Due to the low number of cases so far, a specific symptom of Pirola itself has not yet been detected.
However, severe nausea, a cough, sore throat, runny nose, sneezing, fatigue, headache, muscle aches and altered sense of smell were observed in the patients with whom the new variation was detected.
Lack of equal access to vaccine
Benjamin underscored that “we do not have equal access to COVID-19 vaccines,” which is a “failure of our global system.”
“People become more infected because they’re not getting vaccinated at the rates that they need to,” he said.
“We’re now seeing an upsurge in the infection because of this. So people who are not vaccinated at all continue to be at significant risk of getting really sick and some are dying prematurely.
“If you’re fully vaccinated, you’re not getting real sick in most cases,” he added.
Infections rising globally, posing threat to vulnerable communities
Benjamin said infections are increasing worldwide, especially among low-income populations in countries with weak healthcare systems and those lacking access to updated vaccines.
High-income Western nations also face rising infections due to insufficient vaccination rates.
Controlling new variants requires a robust vaccine program, prioritizing under-vaccinated communities and maintaining vaccination levels in fully vaccinated individuals.
Earlier this month, World Health Organization (WHO) Director-General Tedros Adhanom Ghebreyesus said that only 43 countries are reporting death tolls from COVID cases to the organization and only 20 countries are providing information.
“The BA.2.86 variant has been detected in small numbers in 11 countries,” he added.
The WHO also said the low level of at-risk people who received a vaccine dose recently is one of its “biggest concerns.”
“Our message is not to wait to get an additional dose if it is recommended for you,” Ghebreyesus said.
Japanese Prime Minister Fumio Kishida said last week that Japan “must prepare for the next infectious disease outbreak.”
“We must be ready for the next infectious disease, learning from the lessons through our fight against COVID-19,” Kishida told the 78th session of the UN General Assembly in New York.
Previously, the UK’s National Health Service (NHS) also urged students to get COVID-19 vaccines and boosters before the new school season begins.
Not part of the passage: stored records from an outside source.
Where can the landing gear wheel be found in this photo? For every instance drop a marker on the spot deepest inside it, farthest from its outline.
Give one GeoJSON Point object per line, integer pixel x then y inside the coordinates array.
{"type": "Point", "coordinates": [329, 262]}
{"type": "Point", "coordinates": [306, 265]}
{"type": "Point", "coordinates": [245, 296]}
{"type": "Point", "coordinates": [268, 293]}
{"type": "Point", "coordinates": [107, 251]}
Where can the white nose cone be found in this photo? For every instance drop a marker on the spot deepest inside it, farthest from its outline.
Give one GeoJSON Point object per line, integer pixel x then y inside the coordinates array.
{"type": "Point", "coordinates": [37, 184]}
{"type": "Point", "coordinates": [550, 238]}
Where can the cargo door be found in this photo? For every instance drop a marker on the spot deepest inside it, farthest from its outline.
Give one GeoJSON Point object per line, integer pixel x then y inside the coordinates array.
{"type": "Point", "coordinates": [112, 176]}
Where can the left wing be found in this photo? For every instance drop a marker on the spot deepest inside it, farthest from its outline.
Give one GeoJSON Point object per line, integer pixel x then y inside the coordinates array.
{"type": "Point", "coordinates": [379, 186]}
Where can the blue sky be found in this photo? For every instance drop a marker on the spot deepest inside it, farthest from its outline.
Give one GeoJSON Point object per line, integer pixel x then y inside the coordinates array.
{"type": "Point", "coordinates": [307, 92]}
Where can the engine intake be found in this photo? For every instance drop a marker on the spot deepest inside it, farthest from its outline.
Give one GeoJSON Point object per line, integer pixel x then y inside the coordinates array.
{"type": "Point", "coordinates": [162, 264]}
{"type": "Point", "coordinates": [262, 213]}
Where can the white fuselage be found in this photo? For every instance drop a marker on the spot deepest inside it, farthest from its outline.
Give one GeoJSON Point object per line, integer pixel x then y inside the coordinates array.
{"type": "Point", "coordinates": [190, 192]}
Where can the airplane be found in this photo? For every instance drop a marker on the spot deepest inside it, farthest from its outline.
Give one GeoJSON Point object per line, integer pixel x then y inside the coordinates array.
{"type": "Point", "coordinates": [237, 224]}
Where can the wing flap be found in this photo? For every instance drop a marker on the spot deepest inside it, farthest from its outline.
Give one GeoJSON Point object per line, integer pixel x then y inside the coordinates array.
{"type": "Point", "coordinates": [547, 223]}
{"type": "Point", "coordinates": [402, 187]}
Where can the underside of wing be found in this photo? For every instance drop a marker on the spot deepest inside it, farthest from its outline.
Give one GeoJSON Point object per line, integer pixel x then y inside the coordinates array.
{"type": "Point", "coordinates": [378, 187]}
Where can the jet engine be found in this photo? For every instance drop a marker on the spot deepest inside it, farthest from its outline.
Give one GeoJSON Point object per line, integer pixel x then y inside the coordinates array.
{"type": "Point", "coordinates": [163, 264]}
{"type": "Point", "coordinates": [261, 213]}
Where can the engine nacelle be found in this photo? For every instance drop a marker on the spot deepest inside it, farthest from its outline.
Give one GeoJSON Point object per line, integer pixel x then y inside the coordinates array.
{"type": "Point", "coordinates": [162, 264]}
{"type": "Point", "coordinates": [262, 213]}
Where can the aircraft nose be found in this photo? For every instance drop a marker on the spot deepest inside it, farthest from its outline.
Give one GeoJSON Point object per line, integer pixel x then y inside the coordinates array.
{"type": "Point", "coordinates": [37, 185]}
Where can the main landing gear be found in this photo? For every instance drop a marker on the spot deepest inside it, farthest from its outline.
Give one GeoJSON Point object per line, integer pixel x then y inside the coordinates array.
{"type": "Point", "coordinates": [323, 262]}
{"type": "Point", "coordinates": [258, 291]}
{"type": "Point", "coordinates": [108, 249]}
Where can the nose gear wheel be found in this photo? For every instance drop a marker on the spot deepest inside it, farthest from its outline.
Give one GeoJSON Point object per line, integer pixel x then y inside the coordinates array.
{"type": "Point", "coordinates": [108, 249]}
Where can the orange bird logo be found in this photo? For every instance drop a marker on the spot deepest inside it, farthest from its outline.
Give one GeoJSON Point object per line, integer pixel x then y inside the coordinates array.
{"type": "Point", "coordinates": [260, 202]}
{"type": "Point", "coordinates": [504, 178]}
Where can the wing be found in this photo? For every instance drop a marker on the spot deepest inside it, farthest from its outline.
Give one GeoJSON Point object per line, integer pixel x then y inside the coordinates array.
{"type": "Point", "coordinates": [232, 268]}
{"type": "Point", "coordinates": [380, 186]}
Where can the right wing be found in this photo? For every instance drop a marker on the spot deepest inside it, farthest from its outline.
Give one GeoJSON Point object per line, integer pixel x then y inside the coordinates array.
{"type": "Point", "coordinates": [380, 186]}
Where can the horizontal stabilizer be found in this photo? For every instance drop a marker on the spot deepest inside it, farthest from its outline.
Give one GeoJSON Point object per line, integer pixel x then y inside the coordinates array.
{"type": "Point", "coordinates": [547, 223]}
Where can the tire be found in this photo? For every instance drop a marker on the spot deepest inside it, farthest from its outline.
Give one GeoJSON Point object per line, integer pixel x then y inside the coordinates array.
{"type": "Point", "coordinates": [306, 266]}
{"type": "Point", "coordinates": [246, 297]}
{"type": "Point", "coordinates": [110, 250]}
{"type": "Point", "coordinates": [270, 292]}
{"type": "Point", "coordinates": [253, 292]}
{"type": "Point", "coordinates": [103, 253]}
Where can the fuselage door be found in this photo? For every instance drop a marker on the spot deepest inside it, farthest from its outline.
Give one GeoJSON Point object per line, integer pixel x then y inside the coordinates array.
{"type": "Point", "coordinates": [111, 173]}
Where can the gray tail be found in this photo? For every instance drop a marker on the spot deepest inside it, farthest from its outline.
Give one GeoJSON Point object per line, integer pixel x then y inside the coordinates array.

“Schools returning can lead to a spike in infections with children,” NHS vaccines director Steve Russell told The Sun Daily.
Misinformation challenges vaccination efforts in US
A minority in the US has been misled into believing that COVID-19 is not a real threat and that vaccines are unnecessary.
This misinformation, sometimes intentional disinformation, has led to vaccine hesitancy. State actors have also contributed to the confusion regarding the disease and vaccine effectiveness in the US and globally.
Benjamin stressed that to combat disinformation, it’s crucial to rely on trusted sources such as healthcare providers, doctors and government health agencies, including the American Public Health Association and similar organizations worldwide.